陸上自衛隊 わいせつ疑いの隊員3人不起訴は不当 検察審査会

陸上自衛隊の福島県内の部隊で勤務していた女性に、わいせつな行為をしたとして書類送検され、不起訴となった隊員3人について、検察審査会は「不起訴は不当だ」と議決し、検察が再捜査を行って起訴するかどうか改めて判断することになりました。

元陸上自衛官の五ノ井里奈さんは、福島県の郡山駐屯地の部隊で勤務していた去年8月に、上司など3人からベッドに押し倒されたうえ、体を触られたなどとして警務隊に被害届を提出し、3人は強制わいせつの疑いで書類送検されましたが、ことし5月にいずれも不起訴となりました。

これについて郡山検察審査会は「唯一の証拠である被害者の供述を排斥し、泣き寝入りを強いる以上は、供述の信頼性の判断をより慎重に行う必要があるが、記録を精査すると捜査が十分に尽くされたとは言い難い点もある」などとして「不起訴は不当だ」と議決し12日、公表しました。
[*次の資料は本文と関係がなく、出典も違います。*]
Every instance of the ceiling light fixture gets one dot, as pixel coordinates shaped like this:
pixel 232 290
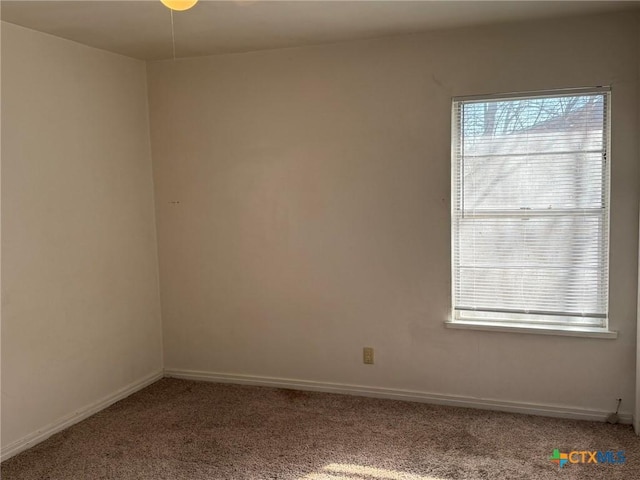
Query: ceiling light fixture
pixel 179 5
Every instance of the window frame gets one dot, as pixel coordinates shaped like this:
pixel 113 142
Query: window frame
pixel 506 321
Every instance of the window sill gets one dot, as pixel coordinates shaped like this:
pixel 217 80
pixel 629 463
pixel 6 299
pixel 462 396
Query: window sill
pixel 589 332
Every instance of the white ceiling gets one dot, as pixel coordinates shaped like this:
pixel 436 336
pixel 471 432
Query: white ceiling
pixel 142 29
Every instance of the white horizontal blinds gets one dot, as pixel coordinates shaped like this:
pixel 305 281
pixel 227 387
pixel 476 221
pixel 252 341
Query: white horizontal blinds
pixel 530 217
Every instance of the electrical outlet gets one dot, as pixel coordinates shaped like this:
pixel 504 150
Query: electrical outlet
pixel 367 355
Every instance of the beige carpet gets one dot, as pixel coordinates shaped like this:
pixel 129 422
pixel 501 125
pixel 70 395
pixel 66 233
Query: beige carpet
pixel 178 429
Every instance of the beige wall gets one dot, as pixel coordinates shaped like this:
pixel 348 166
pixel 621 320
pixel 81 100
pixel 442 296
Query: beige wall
pixel 313 217
pixel 80 300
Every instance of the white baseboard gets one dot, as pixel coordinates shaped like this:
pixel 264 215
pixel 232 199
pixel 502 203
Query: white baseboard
pixel 558 411
pixel 36 437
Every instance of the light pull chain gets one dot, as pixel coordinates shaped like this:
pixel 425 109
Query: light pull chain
pixel 173 37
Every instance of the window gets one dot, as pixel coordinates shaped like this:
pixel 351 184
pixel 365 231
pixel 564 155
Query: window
pixel 530 210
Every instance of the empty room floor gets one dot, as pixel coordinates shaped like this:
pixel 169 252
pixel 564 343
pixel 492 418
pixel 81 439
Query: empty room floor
pixel 179 429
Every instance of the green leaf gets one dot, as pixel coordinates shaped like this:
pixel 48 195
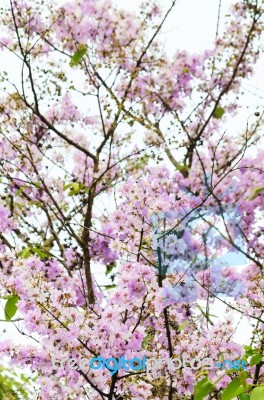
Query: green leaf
pixel 74 187
pixel 109 268
pixel 256 192
pixel 181 328
pixel 77 56
pixel 11 307
pixel 40 253
pixel 231 390
pixel 257 393
pixel 243 376
pixel 202 388
pixel 146 341
pixel 244 396
pixel 255 359
pixel 25 253
pixel 218 112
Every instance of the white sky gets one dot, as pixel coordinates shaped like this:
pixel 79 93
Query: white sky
pixel 191 26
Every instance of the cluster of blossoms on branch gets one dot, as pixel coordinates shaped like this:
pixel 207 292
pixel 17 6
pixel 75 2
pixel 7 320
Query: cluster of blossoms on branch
pixel 103 131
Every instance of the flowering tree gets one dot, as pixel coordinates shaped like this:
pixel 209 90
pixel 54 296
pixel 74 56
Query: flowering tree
pixel 102 132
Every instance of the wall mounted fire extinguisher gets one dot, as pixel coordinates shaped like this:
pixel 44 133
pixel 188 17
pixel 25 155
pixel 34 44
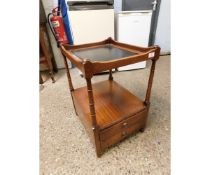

これを受けて検察は再捜査を行い、起訴するかどうか改めて判断することになります。

五ノ井さんは、このほかにも複数回にわたって性的な被害を受けたと訴えていて、防衛省が調査を進めています。

五ノ井さんは「一刻も早く調べを進めて、関係者の厳正な処分と謝罪をしてほしいです」とコメントしています。